Thursday, March 08, 2012

Unicorns & Rainbows

Ezra Klein has identified why the government didn't "fix" the great recession; Politics:

The compromise was clean and obvious: Investments and tax cuts now, coupled with a much-larger deficit reduction package that would kick in once unemployment fell below, say, 7 percent. 


 What doomed this package wasn’t a theoretical divide. I spoke with many freshwater economists who thought a package like this would be sensible. Rather, it was politics wot (sic) done it. 

 This type of storyline refuses to recognize the simple brutal fact that current politicians cannot commit future politicians to a specific course of action. The proposed "package" was simply not credible because the back loaded pain is unenforceable.

Advocates of deficit reduction (I'm not saying that it's the right policy) could clearly see that the only policy that would actually happen for sure was a big increase in the deficit and were completely rational in opposing such a plan.

Absent a credible commitment mechanism, promises of future actions are basically worthless. This is an example of the "asynchronous exchange" issue Oliver Williamson has elucidated. Some call it the "St. Augustine problem" ("Lord grant me chastity, but not just yet")

The phenomenon doesn't rely on there being different politicians in place when the deficit reduction is supposed to kick in. The exact same politicians can simply decline to enforce their previous agreement.

Let's see what happens to the "automatic" sequestration.

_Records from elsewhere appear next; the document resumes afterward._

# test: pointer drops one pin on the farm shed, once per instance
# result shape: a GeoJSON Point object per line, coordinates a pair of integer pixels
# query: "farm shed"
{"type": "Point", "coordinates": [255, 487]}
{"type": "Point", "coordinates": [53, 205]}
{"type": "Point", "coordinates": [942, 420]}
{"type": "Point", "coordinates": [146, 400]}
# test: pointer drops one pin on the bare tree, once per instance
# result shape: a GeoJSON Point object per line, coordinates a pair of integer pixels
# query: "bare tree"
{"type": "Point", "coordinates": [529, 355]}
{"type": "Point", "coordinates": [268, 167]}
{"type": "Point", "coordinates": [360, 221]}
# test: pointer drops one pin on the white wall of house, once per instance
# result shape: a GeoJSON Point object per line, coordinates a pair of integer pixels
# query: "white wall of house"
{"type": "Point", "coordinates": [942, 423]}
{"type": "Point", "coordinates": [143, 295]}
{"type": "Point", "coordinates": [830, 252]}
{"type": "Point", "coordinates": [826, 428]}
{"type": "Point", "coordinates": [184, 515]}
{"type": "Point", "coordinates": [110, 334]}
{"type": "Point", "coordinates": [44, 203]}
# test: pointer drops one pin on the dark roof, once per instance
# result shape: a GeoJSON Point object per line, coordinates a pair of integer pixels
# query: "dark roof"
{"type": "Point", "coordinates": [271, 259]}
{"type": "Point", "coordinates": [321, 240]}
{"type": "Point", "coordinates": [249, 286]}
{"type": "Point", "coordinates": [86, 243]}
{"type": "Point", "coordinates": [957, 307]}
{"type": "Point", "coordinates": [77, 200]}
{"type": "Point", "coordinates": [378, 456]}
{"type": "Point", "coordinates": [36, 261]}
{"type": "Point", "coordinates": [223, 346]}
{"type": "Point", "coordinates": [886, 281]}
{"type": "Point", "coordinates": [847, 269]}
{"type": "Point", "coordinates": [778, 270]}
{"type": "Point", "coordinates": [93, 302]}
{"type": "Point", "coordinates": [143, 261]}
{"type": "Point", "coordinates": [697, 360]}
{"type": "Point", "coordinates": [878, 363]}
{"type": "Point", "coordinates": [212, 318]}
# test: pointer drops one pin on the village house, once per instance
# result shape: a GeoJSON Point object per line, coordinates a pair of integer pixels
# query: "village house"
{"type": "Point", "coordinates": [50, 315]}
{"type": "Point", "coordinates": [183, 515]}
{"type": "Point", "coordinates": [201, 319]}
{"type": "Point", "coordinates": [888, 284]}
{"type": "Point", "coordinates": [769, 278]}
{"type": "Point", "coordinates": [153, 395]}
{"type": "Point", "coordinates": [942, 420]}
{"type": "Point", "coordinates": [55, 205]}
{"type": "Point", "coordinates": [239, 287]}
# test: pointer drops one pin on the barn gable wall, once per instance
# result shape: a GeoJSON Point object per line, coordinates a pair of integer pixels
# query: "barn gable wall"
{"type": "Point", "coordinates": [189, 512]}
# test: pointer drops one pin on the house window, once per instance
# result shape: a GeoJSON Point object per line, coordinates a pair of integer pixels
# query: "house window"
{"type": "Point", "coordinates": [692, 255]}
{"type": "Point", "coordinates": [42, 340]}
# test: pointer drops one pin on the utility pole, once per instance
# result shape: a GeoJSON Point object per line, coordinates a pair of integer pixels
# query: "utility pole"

If you really want deficit reduction (again, I'm not saying that it's the right policy), all you can do is try to get it done NOW.


2 comments:

Anonymous said...

You could say the same thing about an agreement with simultaneous tax increases and spending cuts. If one side or the other gets some greater advantage in the future, they can erase what they don't like.

In practice cuts in SS-Medicare-Medicaid promise to be more durable than cuts in discretionary spending. (In that case any projection beyond the coming year is meaningless, IMO.) So dessert now, spinach later is not crazy.

-- Miracle Max

Unknown said...

i think you got the rationale wrong, when obama came in christie roemer said the most effective way to get the economy growing would be tax cuts. Great said Pelosi and Reid, but we must only give them to the lower income groups. "That would not work" said Roemer as more than 50% of discretionary spending is in the hands of the top 20% income group so we have to give them a big cut. "DOA said Pelosi and Reid and thus we got infrastructure spending, nothing shovel ready and a disaster IMHOl.